At this point, I’ve added in regex-checking for the number and date, but something isn’t working — I changed to breakups by <hr> (since each post is horizontal rule delineated) but I’m not finding what I expect to, and it’s causing some array indexes to fall on nilClasses.

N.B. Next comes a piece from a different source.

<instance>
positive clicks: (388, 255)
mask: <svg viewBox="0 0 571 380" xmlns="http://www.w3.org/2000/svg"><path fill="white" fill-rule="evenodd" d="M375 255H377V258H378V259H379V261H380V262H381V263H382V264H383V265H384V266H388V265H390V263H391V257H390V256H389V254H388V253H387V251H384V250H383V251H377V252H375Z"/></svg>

So I’ll paste in my code, before I start breaking this monster into some finely tuned functions:

require 'open-uri'

page_f = open('http://boards.4chan.org/b/')
page = page_f.read.split("\n")
page_f.close

threads = []
page.each do |line|
  if [] != (n = line.grep(/(\d*)">Reply/){$1}) then
    threads << n
  end
end

puts "The thread list is.."
threads.each do |thread|
  puts "http://boards.4chan.org/b/res/#{thread}"
end
puts "\nWoot.\n"

thread_posts = []
page_f = open("http://boards.4chan.org/b/res/#{threads[0]}")
page = page_f.read.split("<hr>")
page_f.close

posts = []
page.each do |line|
  if line =~ /<blockquote>/ then
    content = line.grep(/<blockquote>(.*)<\/blockquote>/) {$1}[0]
    content.gsub!(/<font.*>(>>\d*)<\/a><\/font>/, '\1')
    #puts "Post is --#{content}--"
  end
  if line =~ /"norep\d*"/ then
    number = line.grep(/<span id="norep(\d*)">/){$1}
  end
  if line =~ /\d\d\/\d\d\/\d\d\(.*\)\d\d:\d\d:\d\d/ then
    date = line.grep(/\d\d\/\d\d\/\d\d\(.*\)\d\d:\d\d:\d\d/)
  end
  posts << [number[0], date[0], content[0]]
end
thread_posts << posts

thead_posts[0].each do |post|
  puts "Post #{post[0]} at #{post[1]} said \"#{post[2]}\""
end

Okay, so I’ll press on, tinker with irb, and get back to you in a bit. I’m also going to find a wordpress plugin that makes my code not look like rotten bananas.